Dr. Man-Suk Oh joined the Department of Statistics as a Visiting Scholar. She received her Ph.D. in Statistics from Purdue University in 1989. She is a Professor at Ewha Women's University in South Korea. Her research interests are Bayesian analysis, Monte Carlo simulation, Clustering, and Microarray data analysis.

 

Luo Si

Dr. Luo Si joined the Department of Statistics with a courtesy appointment as an Assistant Professor. He has also joined the Department of Computer Sciences as an Assistant Professor. Dr. Si will be teaching CS 590I, Information Retrieval, this semester.

Dr. Si earned his Ph.D. in Language and Information Technologies from Carnegie Mellon University in 2006. His research spans a range of topics in information retrieval, machine learning, text mining, speech and multimedia processing, and data mining. Recent research focuses on federated search (distributed information retrieval), probabilistic models for information filtering, and text/data mining for life science.

Dr. Si has designed systems with his colleagues and acquired good results in evaluation campaigns such as TREC (Text Retrieval Conference) and CLEF (cross-lingual evaluations forum). He has published more than 35 conference, journal and workshop papers.

 

Christa Sorola

Christa Sorola joined the Department as a Limited Term Lecturer. She received her M.S. in Math from Baylor University in 1996. She will be teaching STAT 301, Elementary Statistical Methods, this semester. Prior to this position she worked at USAA Insurance Company as an Actuarial Analyst.

 

Olga Vitek

Dr. Olga Vitek joined the Department as an Assistant Professor. She has a joint appointment with the Department of Computer Sciences. She earned her Ph.D. from the Department of Statistics at Purdue. In the past she held a position of biostatistician in the University Hospital of Geneva, Switzerland, and was a post-doctoral fellow in the Aebersold lab at the Institute for Systems Biology in Seattle.

Dr. Vitek's research is in statistical and computational methods for high-dimensional molecular biology, in particular for structural genomics and mass spectrometry-based proteomics. Methodological aspects of her work include design and analysis of experiments, Bayesian modeling and statistical computing. Dr. Vitek will teach STAT 503, Statistical Methods for Biology, this semester.

 

Jian Zhang

Effective September 18, 2006 Dr. Jian Zhang joined the Department as an Assistant Professor. He received his Ph.D. from Carnegie Mellon University in 2006. His research interests include Machine Learning, Computational Statistics, Bayesian, Information Retrieval, Nonparametric Regression/Density and Models, and Massive Data. His recent research focuses on probabilistic models for multi-task learning.

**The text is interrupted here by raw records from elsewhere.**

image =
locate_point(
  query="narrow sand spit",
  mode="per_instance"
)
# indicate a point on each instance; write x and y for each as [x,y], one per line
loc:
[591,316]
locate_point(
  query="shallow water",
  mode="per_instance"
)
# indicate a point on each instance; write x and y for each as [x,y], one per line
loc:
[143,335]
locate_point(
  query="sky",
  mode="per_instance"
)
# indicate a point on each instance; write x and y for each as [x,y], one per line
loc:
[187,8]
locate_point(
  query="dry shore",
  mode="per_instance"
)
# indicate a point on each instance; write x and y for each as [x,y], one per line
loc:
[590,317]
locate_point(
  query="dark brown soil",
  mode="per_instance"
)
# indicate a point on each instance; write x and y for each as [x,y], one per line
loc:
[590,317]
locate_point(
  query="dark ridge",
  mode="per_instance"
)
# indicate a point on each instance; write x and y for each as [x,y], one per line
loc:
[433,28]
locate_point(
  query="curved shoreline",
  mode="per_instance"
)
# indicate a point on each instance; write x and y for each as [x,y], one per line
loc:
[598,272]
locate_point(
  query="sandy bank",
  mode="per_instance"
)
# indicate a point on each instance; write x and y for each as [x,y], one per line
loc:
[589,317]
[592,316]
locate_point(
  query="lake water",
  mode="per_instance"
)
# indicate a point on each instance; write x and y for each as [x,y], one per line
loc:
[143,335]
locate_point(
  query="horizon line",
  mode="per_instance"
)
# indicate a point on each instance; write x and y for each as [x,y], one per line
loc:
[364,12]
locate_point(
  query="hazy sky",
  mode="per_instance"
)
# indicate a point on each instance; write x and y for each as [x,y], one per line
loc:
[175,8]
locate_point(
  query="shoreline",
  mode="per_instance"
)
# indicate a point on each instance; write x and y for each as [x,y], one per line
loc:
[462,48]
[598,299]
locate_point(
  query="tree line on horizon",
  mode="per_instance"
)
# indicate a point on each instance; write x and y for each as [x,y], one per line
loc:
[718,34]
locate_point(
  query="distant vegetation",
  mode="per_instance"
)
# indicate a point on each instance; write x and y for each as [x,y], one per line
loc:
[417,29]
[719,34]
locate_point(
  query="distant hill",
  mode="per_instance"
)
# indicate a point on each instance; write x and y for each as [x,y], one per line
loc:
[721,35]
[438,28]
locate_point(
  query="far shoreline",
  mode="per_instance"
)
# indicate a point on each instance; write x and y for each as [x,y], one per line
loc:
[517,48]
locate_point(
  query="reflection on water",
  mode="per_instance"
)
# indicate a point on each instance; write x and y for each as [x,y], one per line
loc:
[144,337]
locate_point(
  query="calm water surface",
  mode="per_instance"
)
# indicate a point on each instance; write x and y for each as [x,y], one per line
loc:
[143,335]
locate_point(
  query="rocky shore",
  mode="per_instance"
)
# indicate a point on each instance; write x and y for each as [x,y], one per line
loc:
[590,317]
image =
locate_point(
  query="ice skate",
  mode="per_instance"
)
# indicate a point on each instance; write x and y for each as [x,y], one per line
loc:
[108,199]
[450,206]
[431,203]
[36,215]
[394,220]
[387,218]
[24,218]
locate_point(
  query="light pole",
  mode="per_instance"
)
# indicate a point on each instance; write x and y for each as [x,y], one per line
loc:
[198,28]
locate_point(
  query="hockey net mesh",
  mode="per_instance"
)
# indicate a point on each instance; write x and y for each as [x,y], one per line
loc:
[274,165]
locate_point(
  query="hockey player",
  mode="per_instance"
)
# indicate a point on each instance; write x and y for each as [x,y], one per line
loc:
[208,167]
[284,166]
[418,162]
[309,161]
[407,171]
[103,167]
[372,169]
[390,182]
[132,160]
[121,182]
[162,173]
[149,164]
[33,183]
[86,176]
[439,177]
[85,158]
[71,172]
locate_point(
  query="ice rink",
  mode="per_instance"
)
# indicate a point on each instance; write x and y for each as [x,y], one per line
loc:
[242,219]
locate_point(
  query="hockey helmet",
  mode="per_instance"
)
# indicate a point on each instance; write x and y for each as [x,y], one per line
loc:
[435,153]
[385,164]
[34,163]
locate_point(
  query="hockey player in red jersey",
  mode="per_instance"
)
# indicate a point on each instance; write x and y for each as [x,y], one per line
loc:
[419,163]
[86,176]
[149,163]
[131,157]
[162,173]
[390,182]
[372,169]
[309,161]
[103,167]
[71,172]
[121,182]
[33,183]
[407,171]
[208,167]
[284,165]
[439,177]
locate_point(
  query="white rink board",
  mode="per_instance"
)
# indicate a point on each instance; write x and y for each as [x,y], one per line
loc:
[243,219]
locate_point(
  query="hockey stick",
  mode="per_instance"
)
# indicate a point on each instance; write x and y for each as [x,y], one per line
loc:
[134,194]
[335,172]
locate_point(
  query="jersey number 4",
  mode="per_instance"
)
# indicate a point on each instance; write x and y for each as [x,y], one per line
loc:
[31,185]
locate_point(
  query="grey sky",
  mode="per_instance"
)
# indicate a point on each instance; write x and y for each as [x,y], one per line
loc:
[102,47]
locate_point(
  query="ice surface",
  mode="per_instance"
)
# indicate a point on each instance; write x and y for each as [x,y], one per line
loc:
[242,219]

Professor Zhang developed algorithms for regularized linear methods, text classification, novelty detection, and adaptive filtering. The novelty system he developed achieved top performance in Topic Detection and Tracking (TDT) evaluation from 2001 to 2004.

 

Twenty-four new graduate students including 8 Ph.D. students and 16 M.S. students have entered the Department of Statistics graduate program since the end of the spring semester. The new graduate students attended a departmental orientation on Sunday, August 13, 2006. The following week students attended several orientations and workshops.

Currently, the Department of Statistics has 48 faculty members, 18 full and part-time staff members, and 95 graduate students (63 Ph.D. students and 32 M.S. students).